Dodd has genuine feeling for Freddie. They share some habits, like the love for alcohol and cigarettes. They can embrace in good-natured wrestling, showing affection for each other.

But then several things happen. Dodd publishes a second book. He claims that “you” are the “source” of all secrets. His followers have a hard time with that and some other changes, such as the use of imagination.

Dodd takes Freddie and his son and son’s wife out to the desert and proposes an extreme motorcycle stunt. He goes first, pointing at a target — and returning. Freddie does not return. He is as if propelled by the speed into the future, in which we see him return to his last love’s home (after six years of being gone) and learn that she married someone else.

Sometime later he calls Dodd and Dodd says he misses him very much and invites him to visit.
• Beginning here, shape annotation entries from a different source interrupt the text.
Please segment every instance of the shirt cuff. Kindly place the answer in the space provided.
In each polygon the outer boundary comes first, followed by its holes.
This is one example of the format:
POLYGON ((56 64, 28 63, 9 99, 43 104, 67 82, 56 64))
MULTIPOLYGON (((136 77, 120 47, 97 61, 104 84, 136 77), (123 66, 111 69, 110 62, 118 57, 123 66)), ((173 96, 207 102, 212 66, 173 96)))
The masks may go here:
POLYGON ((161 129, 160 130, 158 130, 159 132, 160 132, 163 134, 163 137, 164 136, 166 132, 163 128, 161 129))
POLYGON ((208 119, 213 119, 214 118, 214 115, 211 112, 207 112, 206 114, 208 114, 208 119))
By now Dodd’s organization has a school.

On Freddie’s return Dodd sits at a large desk in a gigantic hall, designed to make anyone feel small except for Dodd. His wife sits in the shadows behind him. She comes forward and coldly baits Freddie. I believe she both intuits that he is escaping the fold and that her husband possibly loves him more than her.

Freddie is shy, awkward, hesitant. With menace Dodd sings “I’d like to be on a slow boat to China with you – alone.”
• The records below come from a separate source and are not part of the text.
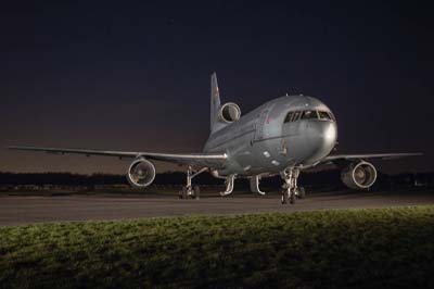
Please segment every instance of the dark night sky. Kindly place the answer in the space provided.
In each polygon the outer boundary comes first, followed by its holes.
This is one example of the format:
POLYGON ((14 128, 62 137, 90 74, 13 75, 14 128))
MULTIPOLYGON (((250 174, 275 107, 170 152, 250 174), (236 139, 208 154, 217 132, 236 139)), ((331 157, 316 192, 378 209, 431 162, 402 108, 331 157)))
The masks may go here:
MULTIPOLYGON (((1 148, 200 151, 216 71, 243 112, 314 96, 337 117, 339 152, 422 151, 380 168, 434 168, 434 24, 419 1, 48 2, 0 10, 1 148)), ((0 150, 0 171, 127 165, 0 150)))

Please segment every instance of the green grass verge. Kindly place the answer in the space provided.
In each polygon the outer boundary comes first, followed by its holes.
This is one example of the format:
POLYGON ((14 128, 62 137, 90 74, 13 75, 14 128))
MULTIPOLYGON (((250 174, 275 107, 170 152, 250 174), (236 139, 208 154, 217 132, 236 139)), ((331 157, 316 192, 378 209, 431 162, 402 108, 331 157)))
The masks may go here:
POLYGON ((433 288, 434 206, 0 228, 0 288, 433 288))

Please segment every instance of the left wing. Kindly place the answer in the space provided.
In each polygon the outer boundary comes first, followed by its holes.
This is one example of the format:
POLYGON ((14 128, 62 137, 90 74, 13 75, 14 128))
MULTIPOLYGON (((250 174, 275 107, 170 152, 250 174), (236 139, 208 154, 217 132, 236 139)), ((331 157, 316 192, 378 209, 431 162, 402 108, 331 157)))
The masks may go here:
POLYGON ((140 158, 143 156, 149 160, 165 161, 170 163, 199 165, 199 166, 221 166, 228 159, 226 153, 158 153, 158 152, 133 152, 133 151, 111 151, 111 150, 89 150, 89 149, 62 149, 62 148, 39 148, 39 147, 9 147, 10 150, 20 151, 39 151, 54 154, 85 154, 90 155, 104 155, 117 158, 140 158))
POLYGON ((321 163, 327 162, 339 162, 339 161, 350 161, 350 160, 363 160, 363 159, 381 159, 381 160, 394 160, 406 156, 422 155, 421 152, 407 152, 407 153, 367 153, 367 154, 332 154, 326 156, 321 163))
Next scene Freddie walking along a tree-lined road. He has left, he’s in the natural world. He has innate, though stunted wisdom.

2nd to last scene: Freddie in a bar, entices a woman to bed with him. This woman may or may not be a member of the group. Freddie laughingly says to her the first lines of training he got: “Say your name. Who are you?” The practice is now a game.

The final scene after some more water flowing is of Freddie lying on a beach next to the sand woman, lying down with a semblance of love.


Joaquin Phoenix and Phillip Seymour Hoffman are outstanding in their very difficult roles, especially Phoenix.